愛情というのは時として激しく、コントロール出来なくなりがちです。そして気づかないうちに執着へとすり替わってしまうのです。

執着に囚われているのか、深い愛情を感じているのか、自覚するのは容易ではありません。

今回は愛情と執着心の基本的な違いをいくつか紹介します。きっと役に立つでしょう。

愛情か執着心か

独占欲

カップル

他人に対して執着心を持っていると独占欲を自覚することがあるかもしれません。どうしようもないほど二人の関係にこだわり,他人を寄せ付けない場合が当てはまります。

 

そんな時は独占欲に溺れています。何もかもを支配したいと思うときにこの気持ちが沸き起こります。その結果、二人でゆっくり楽しく過ごすのではなく、猜疑心の塊になってしまいます。

一方、二人の関係においていかに素直になれるのかに価値を見出すのが愛情です。

 

執着心と自尊心

自尊心が低いと執着を引き起こしやすくなります。満足を知らないのです。ないものねだりをする結果,執着心に囚われるのです。

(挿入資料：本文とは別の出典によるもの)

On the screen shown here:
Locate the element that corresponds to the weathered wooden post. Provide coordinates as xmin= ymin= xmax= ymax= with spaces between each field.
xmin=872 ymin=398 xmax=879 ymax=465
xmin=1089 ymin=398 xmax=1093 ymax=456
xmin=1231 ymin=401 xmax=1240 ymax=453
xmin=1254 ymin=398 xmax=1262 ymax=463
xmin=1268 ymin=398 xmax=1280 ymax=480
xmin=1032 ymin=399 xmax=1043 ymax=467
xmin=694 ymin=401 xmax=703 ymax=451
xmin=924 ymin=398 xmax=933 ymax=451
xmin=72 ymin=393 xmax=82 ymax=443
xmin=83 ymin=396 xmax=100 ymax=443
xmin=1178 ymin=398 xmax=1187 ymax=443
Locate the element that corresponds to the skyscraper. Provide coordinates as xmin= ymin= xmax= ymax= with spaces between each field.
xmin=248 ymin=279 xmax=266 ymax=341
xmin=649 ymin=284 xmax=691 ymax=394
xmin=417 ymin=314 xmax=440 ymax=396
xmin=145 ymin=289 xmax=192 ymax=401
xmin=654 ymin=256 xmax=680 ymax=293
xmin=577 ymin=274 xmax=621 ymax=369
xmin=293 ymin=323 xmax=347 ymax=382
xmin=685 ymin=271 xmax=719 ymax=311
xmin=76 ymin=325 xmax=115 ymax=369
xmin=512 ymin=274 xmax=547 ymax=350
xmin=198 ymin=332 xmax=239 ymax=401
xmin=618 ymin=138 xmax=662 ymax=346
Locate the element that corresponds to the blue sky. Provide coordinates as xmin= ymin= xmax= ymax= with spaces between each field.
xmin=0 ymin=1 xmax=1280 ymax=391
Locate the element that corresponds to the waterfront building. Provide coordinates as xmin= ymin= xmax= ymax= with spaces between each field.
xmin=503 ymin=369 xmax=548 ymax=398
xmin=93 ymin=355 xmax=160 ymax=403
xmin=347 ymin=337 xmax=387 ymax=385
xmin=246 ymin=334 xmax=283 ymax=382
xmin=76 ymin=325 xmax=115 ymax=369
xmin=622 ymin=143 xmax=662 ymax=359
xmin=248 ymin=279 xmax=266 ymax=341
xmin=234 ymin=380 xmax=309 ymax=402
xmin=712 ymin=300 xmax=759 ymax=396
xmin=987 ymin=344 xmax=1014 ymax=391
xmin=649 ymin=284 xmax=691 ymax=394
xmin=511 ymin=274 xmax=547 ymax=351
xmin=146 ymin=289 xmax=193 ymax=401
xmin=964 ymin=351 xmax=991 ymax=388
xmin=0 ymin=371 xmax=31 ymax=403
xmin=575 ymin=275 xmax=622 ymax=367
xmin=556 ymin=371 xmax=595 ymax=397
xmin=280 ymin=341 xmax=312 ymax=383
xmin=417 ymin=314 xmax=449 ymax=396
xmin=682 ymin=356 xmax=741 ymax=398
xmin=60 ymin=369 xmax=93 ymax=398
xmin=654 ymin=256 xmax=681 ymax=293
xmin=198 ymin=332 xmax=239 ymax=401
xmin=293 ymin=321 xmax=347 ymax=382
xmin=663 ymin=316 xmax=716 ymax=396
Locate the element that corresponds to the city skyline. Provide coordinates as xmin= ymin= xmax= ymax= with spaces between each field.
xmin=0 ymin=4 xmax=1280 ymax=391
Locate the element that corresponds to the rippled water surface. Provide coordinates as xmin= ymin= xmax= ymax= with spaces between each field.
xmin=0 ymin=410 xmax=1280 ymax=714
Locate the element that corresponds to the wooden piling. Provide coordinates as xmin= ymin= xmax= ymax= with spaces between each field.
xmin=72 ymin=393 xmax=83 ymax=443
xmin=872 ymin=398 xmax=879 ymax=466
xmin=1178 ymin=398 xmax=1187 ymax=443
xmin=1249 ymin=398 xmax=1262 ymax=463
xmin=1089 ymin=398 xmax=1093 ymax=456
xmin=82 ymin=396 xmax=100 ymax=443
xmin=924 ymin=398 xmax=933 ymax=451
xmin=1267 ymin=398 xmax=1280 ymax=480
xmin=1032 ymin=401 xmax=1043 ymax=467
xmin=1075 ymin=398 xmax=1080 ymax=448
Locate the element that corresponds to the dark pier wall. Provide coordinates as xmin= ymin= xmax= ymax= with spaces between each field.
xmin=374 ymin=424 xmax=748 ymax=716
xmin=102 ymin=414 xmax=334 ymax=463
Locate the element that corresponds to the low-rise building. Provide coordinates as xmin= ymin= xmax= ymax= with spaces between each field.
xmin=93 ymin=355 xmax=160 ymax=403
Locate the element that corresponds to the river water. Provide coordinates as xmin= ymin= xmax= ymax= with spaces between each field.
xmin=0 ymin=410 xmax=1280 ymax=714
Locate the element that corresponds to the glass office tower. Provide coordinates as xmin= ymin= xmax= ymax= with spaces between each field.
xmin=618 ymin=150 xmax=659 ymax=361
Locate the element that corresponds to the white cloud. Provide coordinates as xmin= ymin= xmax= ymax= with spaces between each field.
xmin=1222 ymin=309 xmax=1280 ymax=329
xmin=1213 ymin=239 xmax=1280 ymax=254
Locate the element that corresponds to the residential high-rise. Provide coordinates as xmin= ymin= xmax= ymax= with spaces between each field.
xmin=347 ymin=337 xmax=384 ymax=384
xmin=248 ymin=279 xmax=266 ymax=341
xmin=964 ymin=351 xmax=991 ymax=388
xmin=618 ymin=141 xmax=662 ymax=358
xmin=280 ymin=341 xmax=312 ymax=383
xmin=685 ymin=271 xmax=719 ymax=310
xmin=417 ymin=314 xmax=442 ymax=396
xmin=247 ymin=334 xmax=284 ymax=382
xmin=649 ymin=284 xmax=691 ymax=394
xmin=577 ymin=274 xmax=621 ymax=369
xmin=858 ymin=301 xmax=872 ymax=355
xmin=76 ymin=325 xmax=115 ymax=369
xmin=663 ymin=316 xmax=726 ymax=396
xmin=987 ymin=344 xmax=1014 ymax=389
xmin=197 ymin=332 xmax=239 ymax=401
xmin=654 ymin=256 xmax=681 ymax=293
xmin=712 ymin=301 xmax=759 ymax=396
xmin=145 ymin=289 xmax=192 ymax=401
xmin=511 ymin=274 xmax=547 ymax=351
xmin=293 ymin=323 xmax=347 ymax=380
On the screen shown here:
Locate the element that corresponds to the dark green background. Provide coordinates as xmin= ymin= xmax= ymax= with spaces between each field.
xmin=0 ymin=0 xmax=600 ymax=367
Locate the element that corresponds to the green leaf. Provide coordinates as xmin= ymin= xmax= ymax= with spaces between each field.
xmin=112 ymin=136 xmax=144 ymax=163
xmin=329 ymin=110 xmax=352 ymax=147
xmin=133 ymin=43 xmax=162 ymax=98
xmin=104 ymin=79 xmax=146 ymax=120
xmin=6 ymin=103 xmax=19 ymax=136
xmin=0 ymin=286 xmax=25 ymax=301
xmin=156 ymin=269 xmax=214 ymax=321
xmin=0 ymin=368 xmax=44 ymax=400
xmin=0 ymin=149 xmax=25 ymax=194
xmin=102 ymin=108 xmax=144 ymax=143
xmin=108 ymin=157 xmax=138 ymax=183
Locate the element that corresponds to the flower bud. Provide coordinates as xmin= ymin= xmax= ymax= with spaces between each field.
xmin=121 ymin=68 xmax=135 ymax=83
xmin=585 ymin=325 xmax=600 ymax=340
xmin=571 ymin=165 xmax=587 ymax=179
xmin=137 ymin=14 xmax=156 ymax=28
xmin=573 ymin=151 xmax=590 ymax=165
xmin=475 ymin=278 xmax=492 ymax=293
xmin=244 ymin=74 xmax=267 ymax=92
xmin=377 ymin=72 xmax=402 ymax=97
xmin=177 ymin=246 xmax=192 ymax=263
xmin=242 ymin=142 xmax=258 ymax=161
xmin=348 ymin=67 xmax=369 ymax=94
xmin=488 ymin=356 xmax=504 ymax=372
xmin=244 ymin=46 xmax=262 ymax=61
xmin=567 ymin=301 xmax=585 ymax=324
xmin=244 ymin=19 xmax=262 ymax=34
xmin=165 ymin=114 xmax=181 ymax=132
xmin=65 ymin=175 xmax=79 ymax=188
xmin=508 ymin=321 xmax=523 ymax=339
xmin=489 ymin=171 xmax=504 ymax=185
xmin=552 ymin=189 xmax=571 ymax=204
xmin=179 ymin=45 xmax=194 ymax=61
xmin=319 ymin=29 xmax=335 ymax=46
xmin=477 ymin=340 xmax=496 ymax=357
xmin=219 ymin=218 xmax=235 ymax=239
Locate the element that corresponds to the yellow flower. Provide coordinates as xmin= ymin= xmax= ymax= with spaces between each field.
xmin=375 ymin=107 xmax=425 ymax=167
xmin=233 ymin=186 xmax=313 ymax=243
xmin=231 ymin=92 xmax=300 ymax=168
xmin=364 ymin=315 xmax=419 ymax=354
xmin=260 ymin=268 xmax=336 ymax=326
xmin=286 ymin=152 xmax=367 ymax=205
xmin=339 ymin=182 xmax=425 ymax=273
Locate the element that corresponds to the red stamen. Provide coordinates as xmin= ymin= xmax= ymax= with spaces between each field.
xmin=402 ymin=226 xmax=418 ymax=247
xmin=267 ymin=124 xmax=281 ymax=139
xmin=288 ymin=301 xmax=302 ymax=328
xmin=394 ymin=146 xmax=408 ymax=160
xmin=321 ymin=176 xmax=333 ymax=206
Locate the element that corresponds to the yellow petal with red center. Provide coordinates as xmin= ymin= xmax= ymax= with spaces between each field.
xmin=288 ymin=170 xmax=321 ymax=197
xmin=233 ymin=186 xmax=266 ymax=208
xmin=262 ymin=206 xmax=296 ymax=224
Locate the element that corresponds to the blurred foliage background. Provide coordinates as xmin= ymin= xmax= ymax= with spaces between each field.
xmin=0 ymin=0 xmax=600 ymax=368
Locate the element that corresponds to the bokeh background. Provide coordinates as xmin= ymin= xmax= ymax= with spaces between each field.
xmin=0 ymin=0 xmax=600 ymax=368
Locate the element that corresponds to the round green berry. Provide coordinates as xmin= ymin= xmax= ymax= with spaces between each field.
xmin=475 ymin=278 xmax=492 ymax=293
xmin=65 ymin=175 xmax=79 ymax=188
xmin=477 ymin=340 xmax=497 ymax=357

自分を見失ってはいけません。誰かがいなくては,自分が自分でいられないというのは錯覚です。あなたはあなただけで、れっきとした「あなた」なのです。

 

受け入れること

カップル

恋人と破局を迎えるときには,常に痛みが伴います。誰しも乗り越えなくてはなりませんが、やがて受け入れられるようになります。

執着心を持っているとそうはいきません。心は痛くて悲鳴を上げているのに,その痛みに自分でしがみついてしまうのです。感情に流され,囚われてしまいます。カウンセリングを受けるまでは現実を直視できないことすら、ままあります。

 

相手だって一人の人間

明白な事実のはずですが執着心を持っているとなると別のようです。

執着心により相手が自分の所有物のように感じられてしまいます。自分だけのものだと思い込みます。そして心の隙間を相手だけで埋めようとするのです。

 

その人が側にいるのが当然で、その人なしでは生きていけないと思い込みます。そのうち、相手が一人の人間であり物ではないということを忘れてしまいます。

 

相手が自由と権利を謳歌する姿を思い浮かべることができるなら、それは愛情と呼べるでしょう。

 

思い通りに相手を操る

あやつられるひと

時には片方が相手への興味を失うこともありえます。

愛情を持っているなら悲しむことでしょう。しかし、やがて別れを決意できるようになります。

 

執着心を持っていると、そうはなりません。むしろ相手が攻撃の対象になります。

自分への興味を失ったことに対して、相手に罪悪感を抱かせようと画策するのです。

 

コミュニケーションの大切さ

コミュニケーションと相手に寄り添う気持ちは,どんなカップルにとっても不可欠です。この2つがあることで,あらゆることがスムーズに運びます。

執着心が存在するとコミュニケーションがなくなる代わりに、相手が逃げるのではないか、見捨てるのではないか、置き去りにされるのではないかという不安だけが残ります。

ですから何も問題はないと振舞います。すべてはうまくいっていると取り繕い、その結果目の前の現実から目を逸らしてしまいます。

 

愛情と執着は似て非なるものです。

悲しみ

この2つの「愛情」と「愛情もどき」の区別はついたでしょうか。執着心に囚われれば結局のところ酷く傷つくだけです。

そういう気持ちは叶いません。たとえすべての状況が変わったとしても、完全に感情のコントロールを失うだけです。

 

そういう気持ちを持つ人間は誰にも変化を求めませんしそもそも変わってほしいとすら思っていません。ただただ相手に尽くすのみなのです。尽くしている自分が好きなのです。

そして我を忘れています。一つ執着心から逃れられる術があるとするならば,それは自分を見つめ直すということだけです。